Why Audrey Hepburn’s only R-rated movie made Roger Ebert incandescent with rage: “weep for the cinema”

No actor with more than a handful of credits to their name manages to escape Hollywood without a few duds in their filmography. Even those whose careers have been celebrated, rewatched, dissected, and reframed countless times are susceptible. Most of us think of Audrey Hepburn as the effervescent screen presence who lit up such classics as Roman Holiday, Breakfast at Tiffany’s, and Charade, but she made over two dozen screen appearances in her life, and some of them were decidedly beneath her.

Hepburn rocketed to fame in 1953 after her starring role in William Wyler’s Roman Holiday and was one of Hollywood’s biggest stars for more than a decade. But in the late 1960s, she left the US and quietly retired from acting. Between 1968 and her death in 1993, she only made four feature films, none of which reached the heights of her early work. 

Her reasons for coming out of retirement were different for each film, but it is still perplexing that she chose to appear in the 1979 thriller Bloodline. Directed by Terence Young, it follows a pharmaceutical heiress (Hepburn) who a mysterious killer targets after her father dies under strange circumstances. Meanwhile, a murderer is killing young women in snuff films. It is based on Sidney Sheldon’s novel of the same name, the rights of which were purchased by the producers for a record $1.25million before it was even released.

Young, who also directed Dr No, From Russia with Love, and Thunderball, had already collaborated with Hepburn in the film she made just before her retirement, Wait Until Dark. Given the success of that film, it is easier to comprehend why Hepburn was willing to be coaxed out of retirement to work with the filmmaker again, but the fact that she turned him down when he first approached her with Bloodline is a testament to how truly shockingly terrible the script is. Despite a supporting cast of James Mason, Ben Gazzara, and Michelle Phillips, it was a trainwreck from start to finish.

In his review of the movie, film critic Roger Ebert was characteristically eloquent. “After six months, a week, and two days of suspense, we can now relax,” he wrote. “The worst movie of 1979 has opened.” After advising people to keep well away from it, he changed his mind. “On second thought, I’m not recommending that you avoid it,” he wrote, “See Sidney Sheldon’s Bloodline, and weep for the cinema.”

Ebert wasn’t just being a snobby film critic. Bloodline was not a hit.

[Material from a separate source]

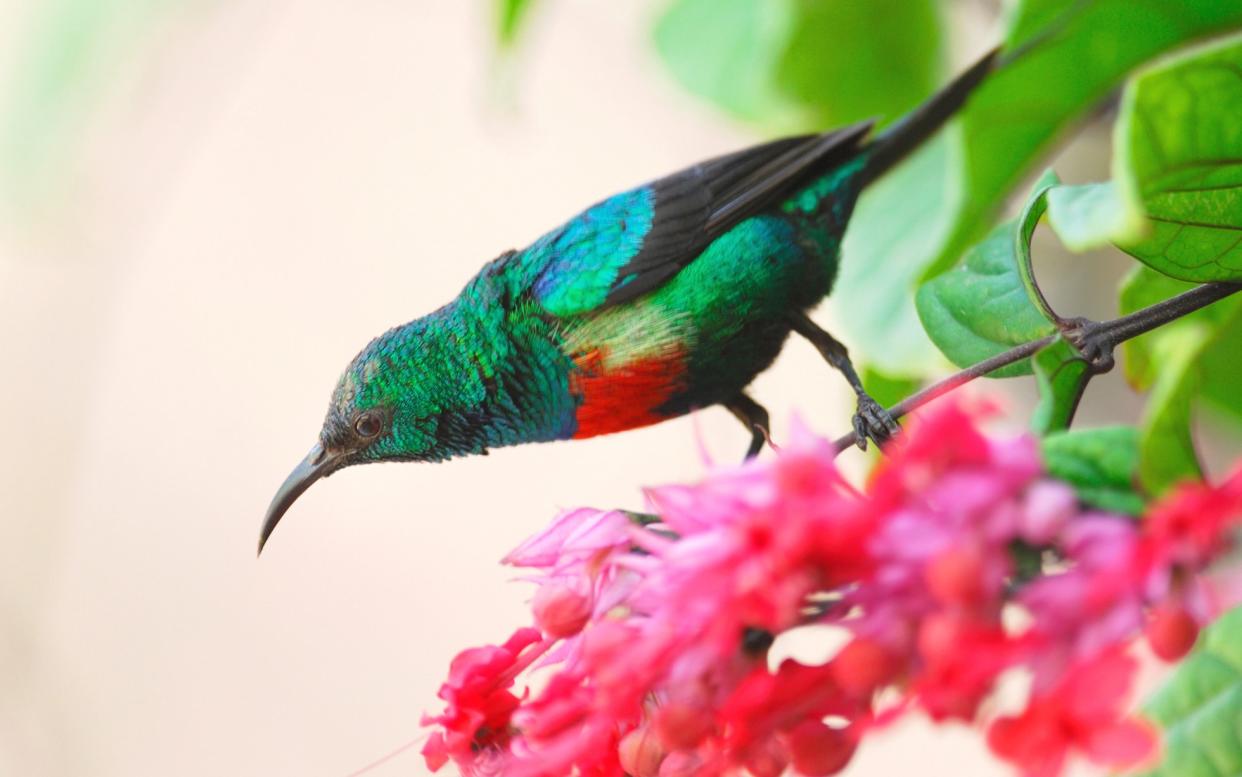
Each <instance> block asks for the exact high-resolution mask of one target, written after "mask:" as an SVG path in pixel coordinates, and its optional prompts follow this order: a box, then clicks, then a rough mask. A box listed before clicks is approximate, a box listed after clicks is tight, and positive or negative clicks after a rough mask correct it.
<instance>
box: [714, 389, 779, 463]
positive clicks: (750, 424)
mask: <svg viewBox="0 0 1242 777" xmlns="http://www.w3.org/2000/svg"><path fill="white" fill-rule="evenodd" d="M724 406H725V408H728V411H729V412H730V413H733V417H734V418H737V420H738V421H740V422H741V423H743V424H744V426H745V427H746V428H748V429H749V431H750V447H749V448H746V458H748V459H753V458H755V457H756V456H759V452H760V451H763V449H764V443H765V442H768V439H769V438H770V437H771V434H770V432H769V429H768V411H766V410H765V408H764V406H763V405H760V403H759V402H755V401H754V400H751V398H750V397H749V396H746V395H745V393H743V392H740V391H739V392H738V396H735V397H733V398H732V400H729V401H728V402H725V403H724Z"/></svg>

Despite Hepburn’s return to the screen and the shamelessly smutty storyline, it only made $8 million at the box office off of a $12 million budget. Still, Ebert had no sympathy for the author who walked away with $1.25 million before a word of his manuscript had been read. “Sheldon,” he wrote, “Is laughing all the way to the remedial writing class.”

Hepburn only made two films after Bloodline, and although neither of them was close to a masterpiece, they were infinitely better than Young’s ill-conceived pharmaceutical thriller. 1981’s They All Laughed was a satire about infidelity directed by Peter Bogdanovich, while 1989’s Always was a romantic drama about an angel directed by Steven Spielberg.